Mme de Bombelles relevait de couches et n'était pas complètement remise, elle nourrissait son quatrième fils Henri.—Avant de rejoindre son mari à Venise, elle devait attendre. La précipitation des événements et l'insistance de Madame Élisabeth lui firent hâter son départ; mais à cause de son enfant elle se dirigea d'abord vers Stuttgard, où son frère était ministre et dont le climat était plus sain que celui de Venise.
Avec quelle douleur poignante Mme de Bombelles quittait sa bienfaitrice et son amie, on le devine aux lettres de Madame Élisabeth répondant aux siennes. Plus tard la marquise elle-même, récapitulant la longue suite des heures sombres, se torturera du cuisant remords de n'avoir pas obéi aux impulsions réitérées qui lui faisaient considérer comme un devoir de revenir partager le sort de Madame Élisabeth. Au cours des chapitres qui suivent, on verra que si elle avait facilement accepté, pour satisfaire des exigences de famille, de quitter la France au premier coup de la cloche d'alarme, ce n'était pas un long adieu—comme beaucoup d'autres plus clairvoyants et moins dévoués—qu'elle avait entendu faire. Au fur et à mesure que les dangers s'accumulent, que l'horizon s'assombrit de plus en plus, il semble au contraire qu'elle s'enhardisse davantage, et c'est du fond du cœur qu'à mainte reprise la marquise suppliera la princesse de la rappeler auprès d'elle.

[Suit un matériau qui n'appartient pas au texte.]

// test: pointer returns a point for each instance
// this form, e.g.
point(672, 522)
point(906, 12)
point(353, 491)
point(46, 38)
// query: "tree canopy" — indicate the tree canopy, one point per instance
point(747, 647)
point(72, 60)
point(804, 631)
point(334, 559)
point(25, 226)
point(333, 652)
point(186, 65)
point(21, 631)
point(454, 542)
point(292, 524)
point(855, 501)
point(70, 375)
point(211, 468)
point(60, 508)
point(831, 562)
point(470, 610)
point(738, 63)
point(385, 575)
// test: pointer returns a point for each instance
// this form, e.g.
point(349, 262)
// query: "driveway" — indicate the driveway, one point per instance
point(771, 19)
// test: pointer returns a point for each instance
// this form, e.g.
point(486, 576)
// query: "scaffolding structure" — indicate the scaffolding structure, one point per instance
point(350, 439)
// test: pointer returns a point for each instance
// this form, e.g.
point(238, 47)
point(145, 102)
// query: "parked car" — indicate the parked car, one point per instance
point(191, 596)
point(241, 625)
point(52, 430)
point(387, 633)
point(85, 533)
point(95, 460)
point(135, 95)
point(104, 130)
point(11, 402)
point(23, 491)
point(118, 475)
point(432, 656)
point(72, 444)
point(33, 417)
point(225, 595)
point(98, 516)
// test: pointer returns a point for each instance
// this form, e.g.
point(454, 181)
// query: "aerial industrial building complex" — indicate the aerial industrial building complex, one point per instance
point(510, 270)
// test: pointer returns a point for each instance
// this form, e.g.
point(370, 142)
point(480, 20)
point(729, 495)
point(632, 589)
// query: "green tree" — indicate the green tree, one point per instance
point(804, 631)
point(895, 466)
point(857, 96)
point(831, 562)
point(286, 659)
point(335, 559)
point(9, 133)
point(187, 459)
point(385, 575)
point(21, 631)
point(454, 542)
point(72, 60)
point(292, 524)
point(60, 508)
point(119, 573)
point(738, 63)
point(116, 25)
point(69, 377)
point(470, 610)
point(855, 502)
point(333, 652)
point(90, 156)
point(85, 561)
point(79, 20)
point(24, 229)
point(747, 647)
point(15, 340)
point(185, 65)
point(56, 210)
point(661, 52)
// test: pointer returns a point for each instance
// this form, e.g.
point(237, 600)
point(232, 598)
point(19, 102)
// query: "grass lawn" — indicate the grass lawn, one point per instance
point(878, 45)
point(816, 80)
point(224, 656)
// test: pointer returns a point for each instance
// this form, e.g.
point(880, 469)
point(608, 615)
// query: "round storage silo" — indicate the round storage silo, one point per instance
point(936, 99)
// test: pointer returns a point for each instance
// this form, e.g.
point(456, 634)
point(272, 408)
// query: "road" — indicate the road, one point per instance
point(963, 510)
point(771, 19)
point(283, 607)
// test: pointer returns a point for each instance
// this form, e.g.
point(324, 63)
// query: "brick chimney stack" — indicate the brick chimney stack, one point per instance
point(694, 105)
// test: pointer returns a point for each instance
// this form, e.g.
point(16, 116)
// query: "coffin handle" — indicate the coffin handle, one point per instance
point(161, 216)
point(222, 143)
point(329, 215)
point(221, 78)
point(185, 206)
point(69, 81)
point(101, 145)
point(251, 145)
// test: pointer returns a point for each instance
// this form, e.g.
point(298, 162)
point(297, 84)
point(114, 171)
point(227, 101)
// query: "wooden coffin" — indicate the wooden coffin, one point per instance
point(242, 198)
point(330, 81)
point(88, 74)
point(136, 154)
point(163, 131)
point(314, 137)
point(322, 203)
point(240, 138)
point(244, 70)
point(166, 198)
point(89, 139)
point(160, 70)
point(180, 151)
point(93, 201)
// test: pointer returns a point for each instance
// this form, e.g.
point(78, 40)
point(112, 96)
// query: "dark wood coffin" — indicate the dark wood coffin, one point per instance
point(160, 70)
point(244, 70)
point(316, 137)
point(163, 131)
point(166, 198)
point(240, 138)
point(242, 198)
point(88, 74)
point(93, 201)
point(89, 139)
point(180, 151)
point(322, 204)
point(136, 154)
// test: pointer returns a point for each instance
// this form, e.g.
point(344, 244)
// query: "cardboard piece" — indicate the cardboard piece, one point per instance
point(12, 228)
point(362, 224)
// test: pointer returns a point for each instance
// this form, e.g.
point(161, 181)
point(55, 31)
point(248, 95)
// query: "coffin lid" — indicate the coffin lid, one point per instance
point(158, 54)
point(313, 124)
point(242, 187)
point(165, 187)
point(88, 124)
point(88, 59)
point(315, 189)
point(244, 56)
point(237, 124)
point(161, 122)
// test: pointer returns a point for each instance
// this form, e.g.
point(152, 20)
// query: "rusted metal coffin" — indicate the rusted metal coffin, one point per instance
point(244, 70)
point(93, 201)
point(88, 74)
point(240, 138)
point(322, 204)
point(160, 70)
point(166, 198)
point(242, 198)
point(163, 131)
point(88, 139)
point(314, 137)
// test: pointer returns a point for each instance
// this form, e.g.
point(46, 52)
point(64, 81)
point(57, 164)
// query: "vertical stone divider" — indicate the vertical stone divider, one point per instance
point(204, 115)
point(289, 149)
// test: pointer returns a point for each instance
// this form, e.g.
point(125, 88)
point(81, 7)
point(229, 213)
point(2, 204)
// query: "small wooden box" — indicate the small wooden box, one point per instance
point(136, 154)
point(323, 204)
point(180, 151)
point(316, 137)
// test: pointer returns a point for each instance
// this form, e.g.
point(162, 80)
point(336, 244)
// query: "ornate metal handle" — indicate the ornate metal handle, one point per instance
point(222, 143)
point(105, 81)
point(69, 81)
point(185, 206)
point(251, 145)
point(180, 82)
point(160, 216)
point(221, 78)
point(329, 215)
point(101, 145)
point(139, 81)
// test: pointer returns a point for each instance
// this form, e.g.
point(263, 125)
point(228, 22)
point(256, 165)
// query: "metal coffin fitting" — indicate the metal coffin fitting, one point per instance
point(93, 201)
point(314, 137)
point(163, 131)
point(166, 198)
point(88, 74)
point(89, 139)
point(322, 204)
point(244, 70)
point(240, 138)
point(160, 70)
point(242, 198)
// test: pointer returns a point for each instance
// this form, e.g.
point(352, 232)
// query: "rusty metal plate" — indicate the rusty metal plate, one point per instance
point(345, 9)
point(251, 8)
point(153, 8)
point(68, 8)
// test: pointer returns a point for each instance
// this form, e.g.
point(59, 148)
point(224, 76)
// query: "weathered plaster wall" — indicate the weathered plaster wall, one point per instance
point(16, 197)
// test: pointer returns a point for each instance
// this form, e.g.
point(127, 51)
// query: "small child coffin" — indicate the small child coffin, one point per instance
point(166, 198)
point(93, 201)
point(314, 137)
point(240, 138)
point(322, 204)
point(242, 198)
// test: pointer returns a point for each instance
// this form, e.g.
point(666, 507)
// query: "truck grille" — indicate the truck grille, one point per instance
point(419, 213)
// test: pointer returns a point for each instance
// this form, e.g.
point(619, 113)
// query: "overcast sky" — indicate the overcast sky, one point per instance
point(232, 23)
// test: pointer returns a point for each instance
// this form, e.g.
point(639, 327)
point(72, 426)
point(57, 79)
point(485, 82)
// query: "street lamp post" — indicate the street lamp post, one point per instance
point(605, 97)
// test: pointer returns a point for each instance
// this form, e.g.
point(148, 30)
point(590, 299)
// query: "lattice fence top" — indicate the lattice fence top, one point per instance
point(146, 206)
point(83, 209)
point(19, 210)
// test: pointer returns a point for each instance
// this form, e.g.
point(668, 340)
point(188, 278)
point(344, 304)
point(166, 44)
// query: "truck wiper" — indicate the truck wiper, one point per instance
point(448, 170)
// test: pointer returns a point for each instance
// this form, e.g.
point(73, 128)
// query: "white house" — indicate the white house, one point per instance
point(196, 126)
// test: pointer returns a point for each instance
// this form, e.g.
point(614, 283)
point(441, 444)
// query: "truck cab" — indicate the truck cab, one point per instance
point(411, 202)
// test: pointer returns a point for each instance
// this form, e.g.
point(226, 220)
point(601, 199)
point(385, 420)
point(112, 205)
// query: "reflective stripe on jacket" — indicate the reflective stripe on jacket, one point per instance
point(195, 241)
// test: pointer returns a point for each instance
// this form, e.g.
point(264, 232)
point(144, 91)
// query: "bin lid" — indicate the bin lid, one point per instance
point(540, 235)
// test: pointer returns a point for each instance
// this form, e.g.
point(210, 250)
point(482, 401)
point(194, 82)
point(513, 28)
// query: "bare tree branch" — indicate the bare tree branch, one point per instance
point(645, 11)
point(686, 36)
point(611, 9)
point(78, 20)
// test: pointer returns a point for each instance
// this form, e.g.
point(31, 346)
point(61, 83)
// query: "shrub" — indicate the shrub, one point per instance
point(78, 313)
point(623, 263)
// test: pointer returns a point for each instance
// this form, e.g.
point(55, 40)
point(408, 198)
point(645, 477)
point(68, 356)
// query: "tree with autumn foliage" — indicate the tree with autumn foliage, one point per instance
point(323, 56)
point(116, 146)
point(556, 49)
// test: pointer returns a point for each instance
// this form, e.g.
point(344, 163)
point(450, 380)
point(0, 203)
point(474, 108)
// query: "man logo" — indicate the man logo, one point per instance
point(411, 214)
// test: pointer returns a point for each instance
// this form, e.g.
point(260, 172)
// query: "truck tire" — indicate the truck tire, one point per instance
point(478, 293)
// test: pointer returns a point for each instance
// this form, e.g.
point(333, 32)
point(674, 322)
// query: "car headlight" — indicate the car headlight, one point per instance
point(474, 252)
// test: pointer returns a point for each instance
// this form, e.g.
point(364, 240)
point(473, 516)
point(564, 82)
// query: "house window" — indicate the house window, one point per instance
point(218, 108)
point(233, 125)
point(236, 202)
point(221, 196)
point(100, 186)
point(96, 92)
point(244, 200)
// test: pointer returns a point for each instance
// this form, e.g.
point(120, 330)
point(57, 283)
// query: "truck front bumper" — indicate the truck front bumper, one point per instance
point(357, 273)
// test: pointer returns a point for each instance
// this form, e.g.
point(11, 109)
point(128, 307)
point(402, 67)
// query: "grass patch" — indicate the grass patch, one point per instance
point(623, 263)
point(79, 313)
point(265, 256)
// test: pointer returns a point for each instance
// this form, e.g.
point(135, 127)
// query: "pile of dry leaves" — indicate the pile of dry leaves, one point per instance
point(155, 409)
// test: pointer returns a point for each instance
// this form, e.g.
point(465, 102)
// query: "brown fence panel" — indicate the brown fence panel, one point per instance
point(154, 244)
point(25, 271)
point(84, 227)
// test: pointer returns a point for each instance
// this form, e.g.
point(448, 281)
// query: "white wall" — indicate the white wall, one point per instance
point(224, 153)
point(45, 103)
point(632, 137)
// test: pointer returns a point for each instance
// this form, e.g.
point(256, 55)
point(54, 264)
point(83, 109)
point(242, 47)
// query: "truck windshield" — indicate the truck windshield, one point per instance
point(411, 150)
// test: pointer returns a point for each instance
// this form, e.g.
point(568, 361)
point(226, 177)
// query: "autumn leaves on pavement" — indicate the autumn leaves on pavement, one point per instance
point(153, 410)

L'exquise tendresse de Madame Élisabeth environna la jeune femme encore dolente jusqu'à ce qu'eût été résolu son départ. Si celle-ci ne peut quitter le berceau de l'enfant qu'elle nourrit, la princesse lui écrit:
«Toutes les affreuses nouvelles d'hier—la lettre est du 15 juillet—n'avaient pu parvenir à me faire pleurer; mais la lecture de ta lettre, en portant de la consolation dans mon cœur par l'amitié que tu me témoignes m'a fait verser bien des larmes.»
Sans doute la question du départ—au moins de Versailles—a été agitée: car la princesse ajoute: «Il serait bien triste pour moi de partir sans toi. Je ne sais pas si le Roi sortira de Versailles. Je ferais ce que tu désires s'il en était question...»
Et en terminant: «Je t'aime, ma petite, mieux que je ne puis le dire. Dans tous les temps, dans tous les moments, je penserai de même... J'espère que le mal n'est pas aussi grand que l'on se figure. Ce qui me le fait croire c'est le calme de Versailles... Je m'attacherai comme tu me le conseilles au char de Monsieur, mais je crois que les roues n'en valent rien...»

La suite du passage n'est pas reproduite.